Psychometric Analysis

Proposal

Author

Byte Coders

Code
if (!require("pacman")) 
  install.packages("pacman")

# use this line for installing/loading
pacman::p_load(devtools) 

pacman::p_load(tidyverse,
           openintro,
           gtable,
           ggrepel,
           patchwork,
           units,
           readr,
           gt)

Introduction

This project leverages data collected by the Open-Source Pyschometrics Project to reveal the relationship between popular culture and psychology. Through non-orthodox data analysis methods, 890 characters from 100 different universes could be compared and contrasted for their personalities. Each fictional universe denotes a different tv show or movie with popular characters within.

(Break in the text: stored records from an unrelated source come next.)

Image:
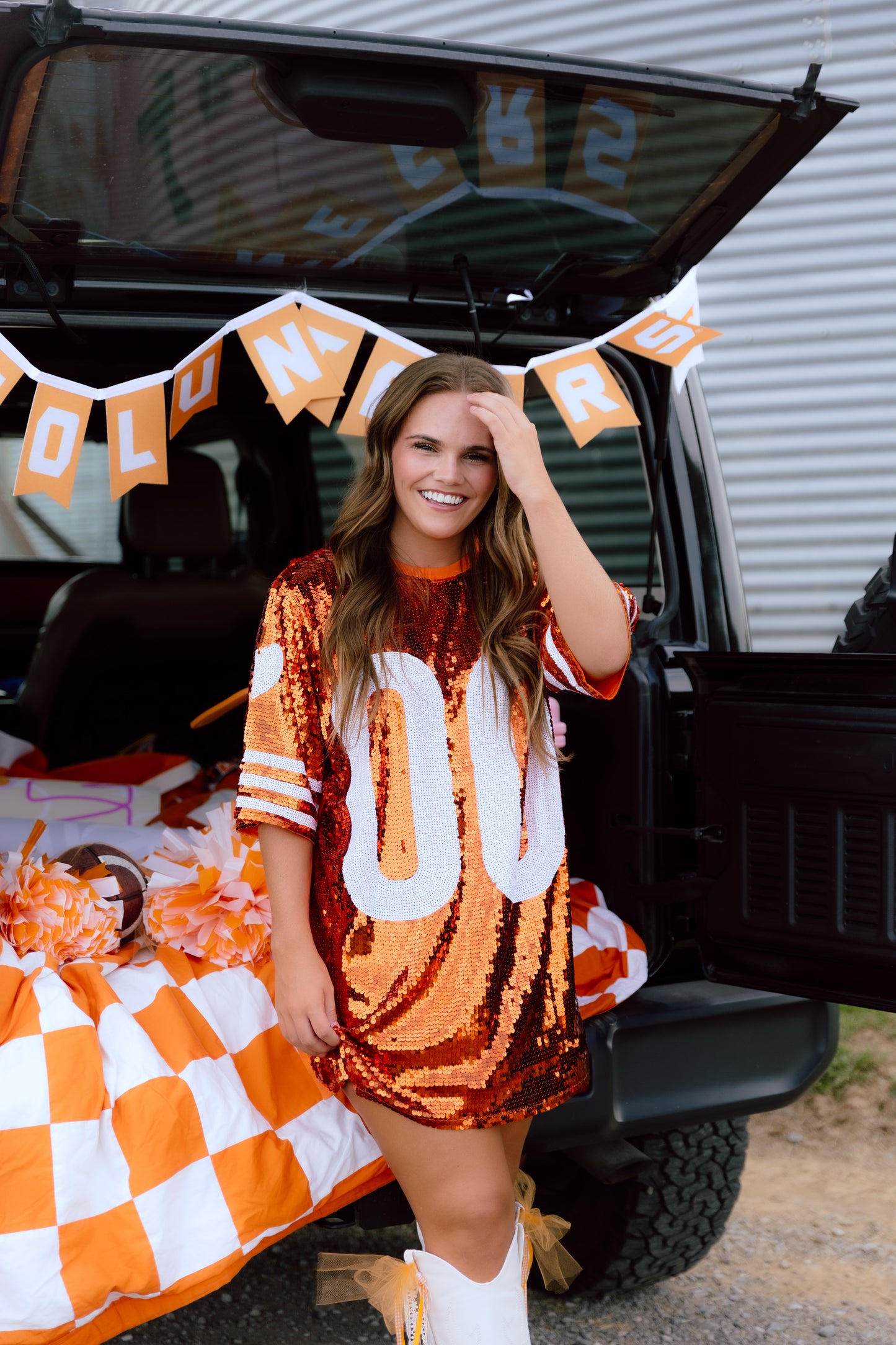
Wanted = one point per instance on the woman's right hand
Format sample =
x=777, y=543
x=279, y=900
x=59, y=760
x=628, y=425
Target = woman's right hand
x=305, y=1001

While the characters used are fictional, the methods produced by this project will be re-usable and, in theory, applicable to collections of real-world people.

Dataset

Code
characters <- readr::read_csv('https://raw.githubusercontent.com/rfordatascience/tidytuesday/master/data/2022/2022-08-16/characters.csv')

myers_briggs <- readr::read_csv('https://raw.githubusercontent.com/rfordatascience/tidytuesday/master/data/2022/2022-08-16/myers_briggs.csv')

psych_stats <- readr::read_csv('https://raw.githubusercontent.com/rfordatascience/tidytuesday/master/data/2022/2022-08-16/psych_stats.csv')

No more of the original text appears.